The French forces eventually involved included Lieutenant Nicolas-Antoine Coulon de Villiers, Commandant at the River St. Joseph in modern southern Michigan; Lieutenant Robert Groston de St. Ange from Fort de Chartres; and Reaume. The allied French and Indian forces numbered about 1,400, and arrived to besiege the Foxes about Aug. 20, 1730.

This time, the Foxes’ luck against the French and their allies ran out. Low on food and water, the Foxes decided to make a desperate run for it during a violent thunderstorm the night of Sept. 8. Caught on the prairie outside their fortification, the Foxes were attacked and nearly exterminated. The battle did solve the Fox problem for the French, but it also served to sow dissent among their own allies. After all, if the French could exterminate one tribe, they could probably exterminate others.
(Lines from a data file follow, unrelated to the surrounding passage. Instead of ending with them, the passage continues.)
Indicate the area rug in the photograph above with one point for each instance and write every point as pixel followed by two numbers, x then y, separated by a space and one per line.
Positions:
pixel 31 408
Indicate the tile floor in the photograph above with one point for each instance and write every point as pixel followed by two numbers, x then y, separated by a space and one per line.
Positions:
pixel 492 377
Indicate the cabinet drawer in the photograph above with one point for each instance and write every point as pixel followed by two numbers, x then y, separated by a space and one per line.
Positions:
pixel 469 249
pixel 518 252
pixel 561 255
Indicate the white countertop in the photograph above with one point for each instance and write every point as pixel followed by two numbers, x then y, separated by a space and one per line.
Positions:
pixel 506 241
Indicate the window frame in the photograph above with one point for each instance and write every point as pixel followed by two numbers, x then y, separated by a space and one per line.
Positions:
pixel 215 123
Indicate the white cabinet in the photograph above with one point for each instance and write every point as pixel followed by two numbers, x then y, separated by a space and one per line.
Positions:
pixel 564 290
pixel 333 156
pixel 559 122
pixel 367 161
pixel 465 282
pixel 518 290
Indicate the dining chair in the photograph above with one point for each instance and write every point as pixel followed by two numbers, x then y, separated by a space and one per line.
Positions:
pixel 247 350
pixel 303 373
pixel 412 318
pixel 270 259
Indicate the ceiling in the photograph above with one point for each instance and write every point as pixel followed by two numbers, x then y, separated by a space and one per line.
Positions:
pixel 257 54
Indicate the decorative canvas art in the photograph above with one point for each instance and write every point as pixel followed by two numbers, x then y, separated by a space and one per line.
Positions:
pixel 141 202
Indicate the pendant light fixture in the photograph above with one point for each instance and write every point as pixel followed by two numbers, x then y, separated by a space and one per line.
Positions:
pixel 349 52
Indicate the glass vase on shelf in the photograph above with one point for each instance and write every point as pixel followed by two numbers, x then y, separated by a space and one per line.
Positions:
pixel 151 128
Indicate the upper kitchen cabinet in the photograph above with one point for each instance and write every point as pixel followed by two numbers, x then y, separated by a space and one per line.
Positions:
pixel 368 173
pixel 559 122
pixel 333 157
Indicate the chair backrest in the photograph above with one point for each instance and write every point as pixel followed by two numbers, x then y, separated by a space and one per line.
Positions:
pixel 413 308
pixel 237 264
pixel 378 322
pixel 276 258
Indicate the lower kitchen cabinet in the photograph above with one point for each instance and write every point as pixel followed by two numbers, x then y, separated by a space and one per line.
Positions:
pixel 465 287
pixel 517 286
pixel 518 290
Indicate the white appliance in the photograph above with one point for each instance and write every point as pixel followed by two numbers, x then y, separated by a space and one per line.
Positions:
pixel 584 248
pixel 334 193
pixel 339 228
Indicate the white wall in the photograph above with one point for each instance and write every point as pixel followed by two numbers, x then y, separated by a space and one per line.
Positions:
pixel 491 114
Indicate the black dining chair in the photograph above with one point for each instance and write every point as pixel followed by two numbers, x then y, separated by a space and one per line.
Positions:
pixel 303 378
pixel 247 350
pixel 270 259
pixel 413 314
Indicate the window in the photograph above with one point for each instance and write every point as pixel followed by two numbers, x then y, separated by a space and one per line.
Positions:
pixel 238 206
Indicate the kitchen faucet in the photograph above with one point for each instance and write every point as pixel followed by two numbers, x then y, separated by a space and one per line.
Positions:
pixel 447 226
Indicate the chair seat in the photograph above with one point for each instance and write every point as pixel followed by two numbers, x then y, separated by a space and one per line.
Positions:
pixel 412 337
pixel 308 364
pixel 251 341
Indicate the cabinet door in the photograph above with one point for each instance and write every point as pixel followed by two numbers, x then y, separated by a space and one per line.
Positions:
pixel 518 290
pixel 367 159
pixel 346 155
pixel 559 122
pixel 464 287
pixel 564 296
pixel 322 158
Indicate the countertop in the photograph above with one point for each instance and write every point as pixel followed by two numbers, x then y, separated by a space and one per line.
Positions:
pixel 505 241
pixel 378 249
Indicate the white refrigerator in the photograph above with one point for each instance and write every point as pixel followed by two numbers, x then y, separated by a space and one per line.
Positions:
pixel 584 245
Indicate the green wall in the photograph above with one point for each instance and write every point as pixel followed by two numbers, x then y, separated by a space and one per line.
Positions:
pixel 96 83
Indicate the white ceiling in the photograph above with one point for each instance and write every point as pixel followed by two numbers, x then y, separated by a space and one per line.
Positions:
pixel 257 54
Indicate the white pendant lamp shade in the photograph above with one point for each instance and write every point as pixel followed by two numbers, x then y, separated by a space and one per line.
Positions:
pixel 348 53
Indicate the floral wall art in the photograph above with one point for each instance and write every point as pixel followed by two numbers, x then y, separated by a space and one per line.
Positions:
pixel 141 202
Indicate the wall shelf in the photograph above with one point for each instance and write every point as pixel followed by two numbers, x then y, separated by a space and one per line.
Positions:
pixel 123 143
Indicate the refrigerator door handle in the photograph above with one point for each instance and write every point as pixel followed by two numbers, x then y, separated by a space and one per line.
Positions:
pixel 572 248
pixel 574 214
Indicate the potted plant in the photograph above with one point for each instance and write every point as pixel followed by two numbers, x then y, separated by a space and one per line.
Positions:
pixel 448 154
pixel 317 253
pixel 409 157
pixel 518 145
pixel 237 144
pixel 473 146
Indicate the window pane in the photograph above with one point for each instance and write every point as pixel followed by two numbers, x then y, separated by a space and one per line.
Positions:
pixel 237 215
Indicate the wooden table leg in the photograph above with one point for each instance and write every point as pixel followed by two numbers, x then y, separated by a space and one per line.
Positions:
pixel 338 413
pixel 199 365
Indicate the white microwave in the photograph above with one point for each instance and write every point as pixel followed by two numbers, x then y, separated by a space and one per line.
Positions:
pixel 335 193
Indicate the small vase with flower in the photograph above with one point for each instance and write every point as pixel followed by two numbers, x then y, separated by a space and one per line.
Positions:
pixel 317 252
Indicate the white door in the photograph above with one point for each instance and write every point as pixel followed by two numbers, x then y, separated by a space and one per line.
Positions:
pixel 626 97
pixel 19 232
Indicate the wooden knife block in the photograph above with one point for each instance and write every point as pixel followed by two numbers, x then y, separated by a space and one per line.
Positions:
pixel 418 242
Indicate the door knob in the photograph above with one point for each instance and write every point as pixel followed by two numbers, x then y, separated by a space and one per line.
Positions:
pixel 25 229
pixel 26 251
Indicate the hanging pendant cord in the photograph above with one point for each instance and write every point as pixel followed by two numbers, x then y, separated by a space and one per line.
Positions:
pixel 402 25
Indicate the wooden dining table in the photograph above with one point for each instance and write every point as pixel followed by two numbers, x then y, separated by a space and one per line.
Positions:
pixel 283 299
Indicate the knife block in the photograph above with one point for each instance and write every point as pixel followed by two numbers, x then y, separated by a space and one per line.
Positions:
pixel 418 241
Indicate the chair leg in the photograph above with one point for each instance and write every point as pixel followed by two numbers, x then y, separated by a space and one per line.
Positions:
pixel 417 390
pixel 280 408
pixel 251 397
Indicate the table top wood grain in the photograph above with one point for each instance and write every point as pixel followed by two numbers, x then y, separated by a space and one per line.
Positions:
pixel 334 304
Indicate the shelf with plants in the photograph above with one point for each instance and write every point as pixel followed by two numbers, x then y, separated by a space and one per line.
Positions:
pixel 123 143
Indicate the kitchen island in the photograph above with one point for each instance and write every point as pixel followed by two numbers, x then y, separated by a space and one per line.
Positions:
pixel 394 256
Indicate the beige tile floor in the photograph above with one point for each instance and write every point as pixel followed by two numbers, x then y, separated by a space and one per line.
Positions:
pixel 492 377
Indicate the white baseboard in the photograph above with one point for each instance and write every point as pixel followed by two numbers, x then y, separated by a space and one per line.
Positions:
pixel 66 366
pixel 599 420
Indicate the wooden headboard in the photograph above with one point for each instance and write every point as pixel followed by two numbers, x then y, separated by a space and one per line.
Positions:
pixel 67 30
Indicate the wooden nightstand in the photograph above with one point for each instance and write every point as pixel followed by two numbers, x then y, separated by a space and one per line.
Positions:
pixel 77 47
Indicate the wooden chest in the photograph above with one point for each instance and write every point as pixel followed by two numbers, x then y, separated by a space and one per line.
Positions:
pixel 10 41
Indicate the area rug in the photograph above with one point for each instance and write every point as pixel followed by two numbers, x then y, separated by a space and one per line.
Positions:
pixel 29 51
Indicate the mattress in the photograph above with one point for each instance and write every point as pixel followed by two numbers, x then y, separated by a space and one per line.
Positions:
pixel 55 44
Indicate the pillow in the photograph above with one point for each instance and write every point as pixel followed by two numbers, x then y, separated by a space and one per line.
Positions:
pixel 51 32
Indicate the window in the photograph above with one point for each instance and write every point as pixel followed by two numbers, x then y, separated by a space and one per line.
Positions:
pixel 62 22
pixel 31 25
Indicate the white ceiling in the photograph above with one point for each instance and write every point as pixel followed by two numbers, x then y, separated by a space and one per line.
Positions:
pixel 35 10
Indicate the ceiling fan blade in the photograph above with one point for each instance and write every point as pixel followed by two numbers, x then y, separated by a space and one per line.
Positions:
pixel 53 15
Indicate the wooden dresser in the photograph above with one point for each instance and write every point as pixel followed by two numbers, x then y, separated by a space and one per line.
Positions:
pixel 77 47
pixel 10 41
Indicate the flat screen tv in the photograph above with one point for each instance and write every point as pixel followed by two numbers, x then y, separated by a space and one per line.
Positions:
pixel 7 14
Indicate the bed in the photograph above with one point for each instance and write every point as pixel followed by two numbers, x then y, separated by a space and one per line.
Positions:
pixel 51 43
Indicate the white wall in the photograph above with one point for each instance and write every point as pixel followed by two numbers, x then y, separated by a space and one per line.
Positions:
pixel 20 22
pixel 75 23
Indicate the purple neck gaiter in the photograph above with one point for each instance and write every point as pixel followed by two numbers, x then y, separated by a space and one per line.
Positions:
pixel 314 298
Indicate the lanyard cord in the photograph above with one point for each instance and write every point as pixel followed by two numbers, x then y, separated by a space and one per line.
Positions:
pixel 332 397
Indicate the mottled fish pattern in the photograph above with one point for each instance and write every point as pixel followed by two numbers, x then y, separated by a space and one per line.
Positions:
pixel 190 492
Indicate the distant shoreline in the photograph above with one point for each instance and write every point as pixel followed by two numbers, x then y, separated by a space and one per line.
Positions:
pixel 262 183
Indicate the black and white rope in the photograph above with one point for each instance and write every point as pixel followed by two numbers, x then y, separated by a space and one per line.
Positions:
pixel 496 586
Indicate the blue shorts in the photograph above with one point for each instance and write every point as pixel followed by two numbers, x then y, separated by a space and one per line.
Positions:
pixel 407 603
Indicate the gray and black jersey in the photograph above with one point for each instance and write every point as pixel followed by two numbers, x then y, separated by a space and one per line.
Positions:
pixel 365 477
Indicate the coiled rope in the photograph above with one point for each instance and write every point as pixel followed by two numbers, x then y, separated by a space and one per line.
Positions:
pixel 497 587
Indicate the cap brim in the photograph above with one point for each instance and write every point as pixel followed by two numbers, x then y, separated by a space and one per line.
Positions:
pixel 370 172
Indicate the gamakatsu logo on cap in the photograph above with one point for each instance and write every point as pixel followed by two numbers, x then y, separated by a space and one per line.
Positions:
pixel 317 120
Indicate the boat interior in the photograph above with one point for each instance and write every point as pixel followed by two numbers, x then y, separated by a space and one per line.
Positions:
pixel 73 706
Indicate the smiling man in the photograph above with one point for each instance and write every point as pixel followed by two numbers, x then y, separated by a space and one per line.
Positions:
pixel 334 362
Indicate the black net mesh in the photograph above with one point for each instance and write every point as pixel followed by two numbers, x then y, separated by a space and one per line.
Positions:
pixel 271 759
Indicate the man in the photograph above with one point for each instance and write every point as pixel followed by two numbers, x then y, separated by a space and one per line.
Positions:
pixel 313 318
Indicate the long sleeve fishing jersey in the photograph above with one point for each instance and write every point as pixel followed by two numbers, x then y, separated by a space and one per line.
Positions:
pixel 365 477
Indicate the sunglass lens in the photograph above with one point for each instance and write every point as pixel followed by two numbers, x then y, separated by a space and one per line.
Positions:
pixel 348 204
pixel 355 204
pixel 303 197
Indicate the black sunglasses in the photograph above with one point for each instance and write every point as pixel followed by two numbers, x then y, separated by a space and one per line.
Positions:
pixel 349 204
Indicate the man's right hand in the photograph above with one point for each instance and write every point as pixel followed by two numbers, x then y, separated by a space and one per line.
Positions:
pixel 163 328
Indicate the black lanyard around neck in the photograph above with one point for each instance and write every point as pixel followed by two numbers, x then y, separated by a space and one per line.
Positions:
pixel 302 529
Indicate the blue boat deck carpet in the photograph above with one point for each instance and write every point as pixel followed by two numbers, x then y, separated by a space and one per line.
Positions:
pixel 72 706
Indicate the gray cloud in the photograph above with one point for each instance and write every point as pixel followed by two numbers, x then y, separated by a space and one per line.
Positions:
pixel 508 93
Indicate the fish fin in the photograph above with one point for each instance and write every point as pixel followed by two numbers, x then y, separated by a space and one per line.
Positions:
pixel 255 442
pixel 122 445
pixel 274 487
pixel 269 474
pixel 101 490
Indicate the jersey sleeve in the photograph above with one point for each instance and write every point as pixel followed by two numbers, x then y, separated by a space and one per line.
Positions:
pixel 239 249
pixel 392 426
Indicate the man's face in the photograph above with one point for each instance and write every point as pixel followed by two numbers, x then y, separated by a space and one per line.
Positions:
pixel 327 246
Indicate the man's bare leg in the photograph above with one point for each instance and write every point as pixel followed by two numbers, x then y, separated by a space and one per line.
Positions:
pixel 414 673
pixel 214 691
Steward, John FIn the late 1800s and early 1900s, John Steward of Plano decided this climactic battle took place Maramech Hill near Plano here in Kendall County. Armed with this conviction and a good deal of money, he set out to find information to prove his contention. In 1903, Steward published a book he felt proved his point, Lost Maramech and Earliest Chicago, and even had a huge rock moved to the hill and inscribed with his version of what be believed transpired there.

Steward’s contentions, however, were controversial from the beginning, with most historians pointing out the plain language of the French colonial documents Steward located in France proved Maramech Hill could not have been the battle’s location. His thesis suffered a serious blow in 1935 when Stanley Faye published “The Foxes Fort—1730” in The Journal of the Illinois State Historical Society, an article that demolished most of Steward’s contentions. Some 50 years later, three contemporary maps of the battle and site that had been unavailable to Steward were discovered and described the Journal in 1980 (“The 1730 Fox Fort: A Recently Discovered Map Throws New Light on Its Siege and Location”) and 1987 (“The 1730 Siege of the Foxes: Two Maps by Canadian Participants Provide Additional Information on the Fort and Its Location”).

1900 Lettering the Maramech Hill marker

The carved granite boulder John F. Steward (right in photo) placed on Maramech Hill near Plano  to mark what he believed was the location of the climactic battle between the French and their Native American allies and the Fox Tribe in 1730.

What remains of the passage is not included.